While the White House has proposed spending cuts in every agency except DHS, DoD and VA, Congress is pushing back hard. That means federal buyers are uncertain about what FY18 will bring…and are eager to spend every last dollar they have in the current year’s budget! So get a jump start on Q4 with the tips in this article. If you haven’t started doing these things now, you can bet your competitors have!

Preparing for the fiscal year end (in the Trump era)

In a series of three blog posts, Judy Bradt of Summit Insight put together a list of things government contractors can do to prepare for the fiscal year end. Here is a snapshot of her points, along with my own thoughts that build on her recommendations.

Federal Fiscal Year End Ideas, Part 1

  1. Revisit your forecasting
  2. Ask for referrals from your best customers
  3. Stay top-of-mind

Bill says: These points go back to what Judy and I have always been preaching – success in federal contracting is about building long-term relationships.

Revisit your forecasting – that’s the FOCUS – see who you can really touch and make a part of your business.
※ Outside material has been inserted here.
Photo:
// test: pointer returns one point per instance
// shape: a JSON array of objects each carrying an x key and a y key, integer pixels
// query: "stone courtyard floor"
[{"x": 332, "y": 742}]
Referrals are what I’ve been calling “nearest neighbors” – friends of your customers’ friends.

And finally, this is a continuing process, so stay with these folks. See them on drop-bys and wherever they are. For example, if you notice they’re speaking at an event, show up – even if only to listen and say hello.

Federal Fiscal Year End Ideas, Part 2

  1. Give the golden leave-behind: gratitude
  2. Plan multiple touches, tactics, channels
  3. Update and share your capability statement

Bill says: TAPE leaves behind little chocolates branded with our logo, but the key here is to make sure you express gratitude to your customers for their business. Build those relationships (see above) with the multiple touches of being where your customers are.
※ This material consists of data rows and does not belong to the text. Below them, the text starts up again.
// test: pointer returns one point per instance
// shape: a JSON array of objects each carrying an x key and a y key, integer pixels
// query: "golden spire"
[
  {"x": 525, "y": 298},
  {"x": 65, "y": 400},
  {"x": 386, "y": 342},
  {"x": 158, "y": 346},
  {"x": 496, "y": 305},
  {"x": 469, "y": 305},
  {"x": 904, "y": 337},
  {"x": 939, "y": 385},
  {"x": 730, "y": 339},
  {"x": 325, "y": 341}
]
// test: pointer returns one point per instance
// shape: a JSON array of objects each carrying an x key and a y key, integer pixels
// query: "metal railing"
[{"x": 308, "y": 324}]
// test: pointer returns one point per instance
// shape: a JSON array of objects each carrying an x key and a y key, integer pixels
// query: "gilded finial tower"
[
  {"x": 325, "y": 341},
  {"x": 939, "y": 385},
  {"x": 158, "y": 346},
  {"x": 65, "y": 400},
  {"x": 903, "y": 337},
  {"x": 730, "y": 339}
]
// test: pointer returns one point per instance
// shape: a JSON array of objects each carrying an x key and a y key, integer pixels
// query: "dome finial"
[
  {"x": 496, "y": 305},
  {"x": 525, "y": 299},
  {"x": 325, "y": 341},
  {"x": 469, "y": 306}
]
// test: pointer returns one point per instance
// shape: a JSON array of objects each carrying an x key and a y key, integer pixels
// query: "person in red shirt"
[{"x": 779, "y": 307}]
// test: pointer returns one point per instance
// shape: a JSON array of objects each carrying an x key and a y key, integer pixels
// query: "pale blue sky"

Maintain your currency by keeping up with your customers’ hot buttons. Does your one-pager (description of your company’s capabilities) hit those hot buttons?
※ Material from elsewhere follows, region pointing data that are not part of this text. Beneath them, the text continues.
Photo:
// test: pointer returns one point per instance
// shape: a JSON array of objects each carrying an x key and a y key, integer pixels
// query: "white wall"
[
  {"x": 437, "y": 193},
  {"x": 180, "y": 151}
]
Federal Fiscal Year End Ideas, Part 3

  1. Refresh and maximize your online presence
  2. Leverage customer feedback and testimonials
  3. Expand thought leadership
  4. Be ready to sell the way they want to buy

Bill says: Maintaining and keeping your website fresh is critical. People look at that and if the visual picture doesn’t align with what you’ve told them, you can lose out. Include a prominent display of your CPARs (ratings in the Contractor Performance Assessment Reporting System) – especially the really good comments, and your kudos letters. Leverage these positive testimonials in call-out boxes on your website as well.

The best road to thought leadership? Blogging! You can always think of something to say about your industry, and the problems you solve for your customers, even if once a month. Feature your best staffers as bloggers also – they’ll love the publicity.

Always sell what your customers want to buy – your people, your best product ideas and innovations, and keep it up. Never forget what you’re selling, and what your focus is, that’s how you’ll succeed.

Lastly, remember to keep your certifications and small business status handy – sole sources and simplified purchase opportunities can be leveraged handsomely.

Thanks to Judy Bradt of Summit Insight for pulling together these crucial points!